Hazret-i Osmân’ın isyâncılar tarafından şehîd edilmesinden sonra halîfeliğe
seçilen Hazret-i Alî zamanında, Abdullah İbn-i Sebe ve adamlarının
kışkırtmaları netîcesinde meydâna gelen Cemel (Deve) Vak’asından sonra Hazret-i
Ali, Hazret-i Âişe’ye izzet ve ikrâmda bulundu ve kendisini Medîne-i
münevvereye gönderdi.
“Hazret-i Alî'yi sevmezdi” diye kendisine iftirâ ediyorlar.
Hâlbuki “Alîyi sevmek îmândandır” hadîs-i şerîfini, Hazret-i
Âişe (radıyallahü anhâ) haber vermiştir. Böylece, onu sevdiğini ve herkesin de
sevmesi lâzım geldiğini bildirmiştir.
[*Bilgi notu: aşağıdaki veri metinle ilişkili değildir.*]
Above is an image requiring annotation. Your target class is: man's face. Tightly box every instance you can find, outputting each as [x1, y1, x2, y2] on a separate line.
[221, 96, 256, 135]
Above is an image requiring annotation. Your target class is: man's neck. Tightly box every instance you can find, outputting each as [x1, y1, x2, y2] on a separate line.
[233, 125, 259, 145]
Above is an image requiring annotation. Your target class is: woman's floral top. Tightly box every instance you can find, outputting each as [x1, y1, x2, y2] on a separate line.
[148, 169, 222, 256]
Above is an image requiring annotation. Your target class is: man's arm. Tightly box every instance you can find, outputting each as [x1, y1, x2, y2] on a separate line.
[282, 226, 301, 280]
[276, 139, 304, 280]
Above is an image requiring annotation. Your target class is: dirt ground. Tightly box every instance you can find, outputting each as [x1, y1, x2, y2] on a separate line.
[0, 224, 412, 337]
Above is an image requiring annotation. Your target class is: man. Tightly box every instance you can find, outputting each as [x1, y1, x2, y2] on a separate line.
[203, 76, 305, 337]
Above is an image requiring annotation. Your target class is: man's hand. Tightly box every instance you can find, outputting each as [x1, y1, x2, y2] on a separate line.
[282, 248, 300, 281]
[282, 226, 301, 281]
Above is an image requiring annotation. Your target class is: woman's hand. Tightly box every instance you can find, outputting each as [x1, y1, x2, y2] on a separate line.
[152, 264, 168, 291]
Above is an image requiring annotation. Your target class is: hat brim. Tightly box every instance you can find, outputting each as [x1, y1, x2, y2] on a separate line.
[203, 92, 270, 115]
Hattâ Hazret-i Alî (radıyallahü anh)
şehîd edilince, çok üzülmüştür.
Ehl-i sünnet âlimleri, ilimde ve ictihâdda Hazret-i Âişe’nin, Hazret-i
Fâtıma (radıyallahü anhümâ) ve diğerlerinden de üstün olduğunu bildirmişlerdir.
Abdülkâdir-i Geylânî (kuddise sirruh), “Âişe (radıyallahü anhâ) daha
üstündür” buyuruyor. İmâm-ı Rabbânî (kuddise sirruh) ise; “İlimde
ve ictihâdda Âişe, zühd ve dünyâdan kesilmekte Fâtıma daha ileridir” buyurmuştur.
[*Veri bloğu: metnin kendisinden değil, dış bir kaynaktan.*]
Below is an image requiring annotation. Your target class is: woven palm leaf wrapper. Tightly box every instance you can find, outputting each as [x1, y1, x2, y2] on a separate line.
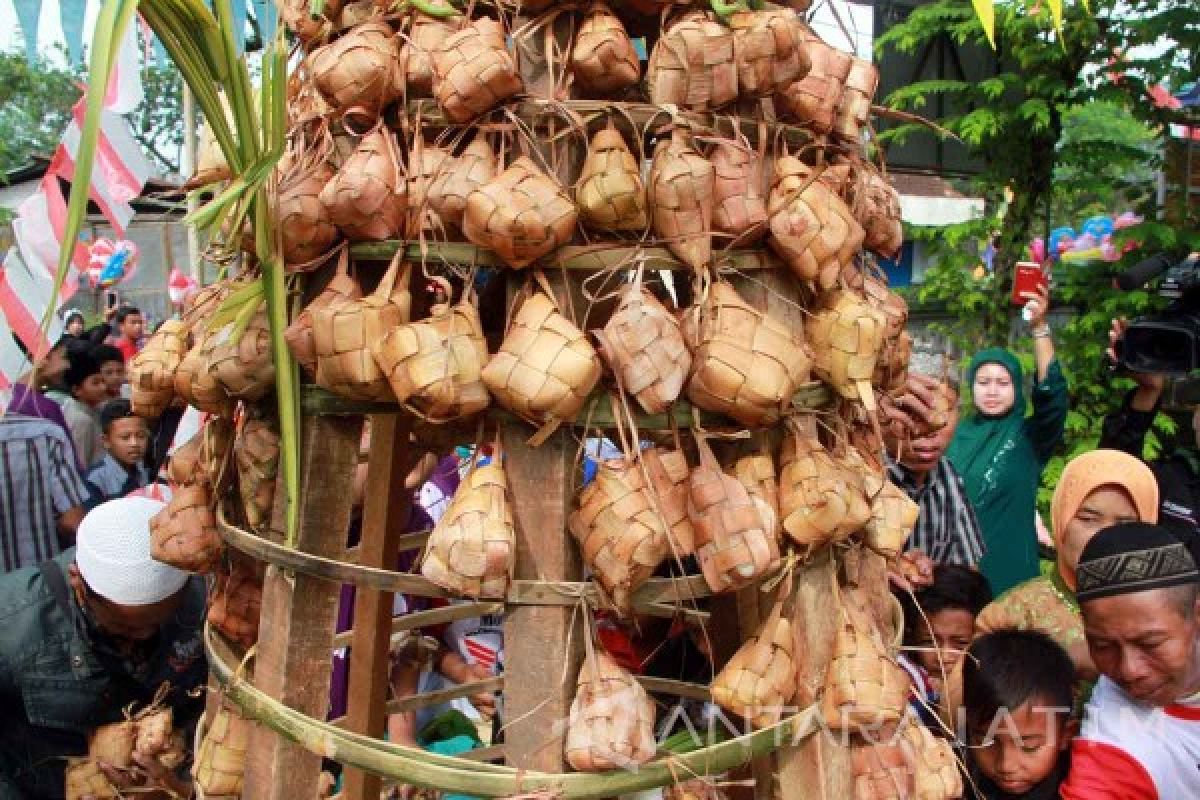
[481, 280, 602, 441]
[854, 274, 910, 393]
[767, 158, 865, 291]
[568, 450, 670, 612]
[285, 251, 363, 378]
[835, 56, 879, 141]
[901, 722, 963, 800]
[729, 9, 810, 98]
[209, 551, 264, 649]
[778, 415, 870, 554]
[427, 136, 497, 232]
[175, 331, 235, 418]
[310, 21, 399, 118]
[851, 737, 911, 800]
[406, 135, 454, 233]
[711, 589, 796, 728]
[420, 445, 515, 599]
[594, 267, 690, 414]
[710, 136, 768, 247]
[809, 288, 887, 410]
[181, 281, 229, 344]
[150, 482, 222, 574]
[688, 434, 779, 593]
[312, 252, 411, 401]
[205, 306, 276, 402]
[859, 172, 904, 260]
[234, 412, 280, 531]
[319, 125, 407, 241]
[404, 10, 457, 98]
[194, 703, 253, 798]
[643, 445, 695, 556]
[89, 719, 135, 769]
[570, 4, 640, 95]
[728, 445, 780, 539]
[683, 279, 812, 428]
[371, 280, 490, 422]
[280, 0, 338, 45]
[432, 17, 523, 123]
[129, 319, 188, 419]
[167, 418, 234, 488]
[278, 142, 340, 269]
[776, 31, 853, 133]
[649, 127, 715, 272]
[565, 647, 657, 771]
[65, 758, 118, 800]
[864, 481, 918, 561]
[577, 126, 649, 233]
[647, 12, 736, 112]
[463, 156, 578, 269]
[822, 602, 908, 734]
[665, 780, 730, 800]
Hazret-i Âişe vâlidemiz, bütün İslâm ilimlerine vâkıf, müctehide, edîbe,
zühd ve vera sâhibiydi. Her bir hâdise üzerine hemen bir şiir söylerdi.
Resûl-i Ekrem Efendimizden (sallallahü aleyhi ve sellem) 2210
hadîs-i şerîf rivâyet etmiştir. Kendisinden de Eshâb-ı kirâm ve
Tâbiîn’den birçokları hadîs-i şerîf nakletmişlerdir.
Hazret-i Âişe’nin faziletini, üstünlüğünü bildiren pekçok hadîs-i şerîf
vardır. Bunlardan biri şöyledir: “Âişe, Cennet’te de benim zevcemdir.”
Resûlullah’a, “en çok kimi seviyorsunuz?” diye
sorulunca; “Âişe’yi!” buyurdu. “Erkeklerden kimi
seviyorsun?” denilince de; “Âişe’nin babasını” buyurdu.
Peygamber Efendimiz buyurdu ki:
“Ya Âişe! Allahü teâlâ, sana iyilikler versin! Beni sevindirdiğin gibi, ben
seni sevindiremedim.”
2 makâlemizde, Hazret-i Âişe annemizi, deryâdan damla misâli anlatmaya
çalıştık. Allahü teâlâ, bizleri, onun, diğer Sahâbe-i kirâmın, Ehl-i Beyt’in ve
Sevgili Peygamberimizin şefâatlerine nâil eylesin.